October is breast cancer awareness month. There are pink ribbons and wristbands to wear, pink products to buy, and pink races to run — all to improve awareness about screening and raise money for a cure. And rightly so, because breast cancer affects 250,000 American women every year.
Fewer people know that October is also intimate partner violence awareness month. Purple is the color representing the more than 1.3 million women and 800,000 men victimized every year in the United States. Purple, like a bruise.
Breast cancer is, of course, worthy of the attention, but for me all this pink highlights the relative absence of purple. Why does intimate partner violence get so little public recognition as a major health problem?
Intimate partner violence is certainly an epidemic of grave proportion. It weakens the fabric of society. Not only does it kill, wound, and demoralize, but it teaches our children that violence is normal and that angry words and hurtful actions bring power. The financial cost is born in sick days, the need for more police, social workers, and jail cells, as well as the higher cost of health insurance. We are all paying in one-way or another. And as violence begets violence we collectively give birth to the next generation of batterers, ensuring perpetuation.
We talk so freely about breast cancer while domestic violence generates innuendo and hushed conversations. Is it because domestic violence is ugly and scary?
Well, breast cancer is ugly and scary, but because hundreds of thousands of women have walked and advocated we have collectively become aware. When they were silenced by their cancers the voices of their families and friends continued, screaming to all who would listen, “Get screened.” The women and men affected by breast cancer have empowered us all.
Few victims of intimate partner violence are able speak up. After years of demoralization many cannot see the danger, while others have sadly resigned themselves to their fate because they can no longer visualize a different life. Almost all are financially dependent on their batterers and once you factor in children, a complete separation is almost impossible. Many are simply too afraid. Holes in the wall serve as a potent punctuation to the screams explaining exactly what will happen to someone if they were to try to leave. After all, restraining orders don’t stop bullets.

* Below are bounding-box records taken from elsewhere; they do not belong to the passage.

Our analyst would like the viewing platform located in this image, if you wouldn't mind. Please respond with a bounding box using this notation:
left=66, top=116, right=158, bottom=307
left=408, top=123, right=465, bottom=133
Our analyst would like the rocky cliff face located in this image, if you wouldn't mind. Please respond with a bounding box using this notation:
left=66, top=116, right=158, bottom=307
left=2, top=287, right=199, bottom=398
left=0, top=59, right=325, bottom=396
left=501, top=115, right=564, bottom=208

If we heard that someone we loved had breast cancer we would probably say, “I am so sorry, are you okay?” “Can I help you in anyway?” We might also silently offer a prayer, both for her and for ourselves, and then quickly book our own long overdue mammogram. We would never ask how her gene malfunctioned, why she didn’t get screened sooner, or if she liked a drink or two, although we are quick to assign blame in intimate partner violence. “Why can’t she just leave?” “Didn’t he know?” “She went back to him again?”

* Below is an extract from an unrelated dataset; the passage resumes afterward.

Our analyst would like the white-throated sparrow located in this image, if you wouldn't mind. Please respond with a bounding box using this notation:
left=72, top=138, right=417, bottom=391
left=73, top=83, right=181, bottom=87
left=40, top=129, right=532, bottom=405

Our attitude towards domestic violence is not just a crime of omission. Universal screening for intimate partner violence is recommended, but in reality doesn’t happen. And if a victim does screen positive and decides to leave, where would she or he go? There are more than twice as many shelters in the United States for abused animals than shelters for women and the paucity of services for abused men is criminal.
How do we empower victims of intimate partner violence to speak up? Never mind the stigma, many are afraid of what the attention might bring. It is hard to run a 5k looking over your shoulder.
Who among us will break the silence and chip away at the chains that bind our sisters, brothers, daughters, sons, mothers, fathers, and friends? We remind women to get their mammograms so can we not turn the same light on relationships and ask, “Are you safe?” or say, “I’m worried, tell me about things at home?”
I was amazed and empowered by the October wall of pink at my grocery store. It did its job. I booked my overdue mammogram. But it also made me cry, because I wondered if there had been a sea of purple when I was in need if I would have left sooner?